Earlier in a special statement at the dedicatory ceremony, deputy Education Minister, Hawa Goll-Kotchi, informed the audience that the construction of the laboratories will enable them (students) perform better in the science subjects during the annual nationwide test administer by the West African Examination Council (WAEC).
“We are trying to establish laboratories in all our public schools because we’re moving toward the writing of West African Senior School Certificate Examination (WASSC), and it is based on this that we are collaborating with NOCAL to encourage our students to turn out for that academic challenge.”
WASSCE is a type of standardized test in West Africa. It is administered by the West African Examinations Council (WACE). It is only offered to candidates residing in Anglophone West African countries including Liberia. The WASSCE, also known as the General Certificate Examinations (GCE) allow all students both private and public schools to take this examination.
According to the Deputy Minister, at a recent meeting with WAEC officials in Monrovia, her office was informed that students across the country have always failed the science courses due primarily to the lacked of basic science teaching materials and or better equipped laboratories.

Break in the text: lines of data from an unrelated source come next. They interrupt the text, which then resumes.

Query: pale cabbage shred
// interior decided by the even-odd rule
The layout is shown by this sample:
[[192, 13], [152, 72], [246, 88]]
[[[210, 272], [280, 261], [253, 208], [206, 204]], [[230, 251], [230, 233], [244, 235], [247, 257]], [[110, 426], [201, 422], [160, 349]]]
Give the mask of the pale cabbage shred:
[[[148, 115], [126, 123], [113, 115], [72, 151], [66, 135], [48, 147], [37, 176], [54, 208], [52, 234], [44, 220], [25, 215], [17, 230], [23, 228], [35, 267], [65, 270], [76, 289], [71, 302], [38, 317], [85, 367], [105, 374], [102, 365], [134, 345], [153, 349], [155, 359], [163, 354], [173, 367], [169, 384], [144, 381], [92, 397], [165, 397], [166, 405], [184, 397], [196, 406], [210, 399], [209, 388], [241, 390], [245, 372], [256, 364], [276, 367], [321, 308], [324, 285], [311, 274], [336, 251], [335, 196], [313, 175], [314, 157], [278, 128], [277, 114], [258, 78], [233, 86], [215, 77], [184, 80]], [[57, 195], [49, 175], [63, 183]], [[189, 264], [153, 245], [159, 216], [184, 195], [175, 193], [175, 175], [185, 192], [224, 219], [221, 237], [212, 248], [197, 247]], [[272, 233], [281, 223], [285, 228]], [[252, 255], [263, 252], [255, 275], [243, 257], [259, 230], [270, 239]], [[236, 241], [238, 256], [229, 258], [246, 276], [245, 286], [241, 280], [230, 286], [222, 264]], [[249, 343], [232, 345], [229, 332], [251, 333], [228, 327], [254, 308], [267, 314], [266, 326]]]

This, she said, was not healthy for the education sector of the country.
Also, during another round of meeting with WAEC regarding the poor performance by the students, Mrs. Kotchi assured members of WAEC from other West African countries that Liberia students would do better in the exams in the coming years. WAEC is being controlled by the Gambia, Nigeria, Ghana and Liberia.
The Deputy Minister’s assumption is due primarily to the construction and dedication of several other “well-equipped laboratories” across the country for high school students.
“With our ongoing exercise to recruit “trained science teachers,” coupled with the arrival of the Peace Corps and other volunteered teachers from the Economic Community of the West African States (ECOWAS), who are focused in the sciences, we can rest assure that our students will come out with flying colors in the coming years.”
Deputy Minister Kotchi then expressed the MOE’s gratitude to NOCAL for the partnership, which she believes would ensure that Liberia students have hand-on knowledge in the science subjects and to also get attracted to the courses.
She then stressed the need for more corporate government partnerships particularly in the area of education.
“MOE’s intention is to ensure that public schools are well-equipped and considered places for education to draw the attention of students.”
Before cutting the ribbon to the labs, NOCAL vice president for Corporate Social Affairs, Pete Norman said, the dedication of the laboratories is to buttress government’s effort aimed at enhancing education in the country.
The laboratories construction is a three-year project, which NOCAL in partnership with the MOE is undertaking across the country.
In two separate remarks, HMHS Principal Bee Myers Mortee, and president of the student government, John K. Taylor, expressed gratitude for the ceremony. They promised to maintain them at all times, and also use them for the intended purpose.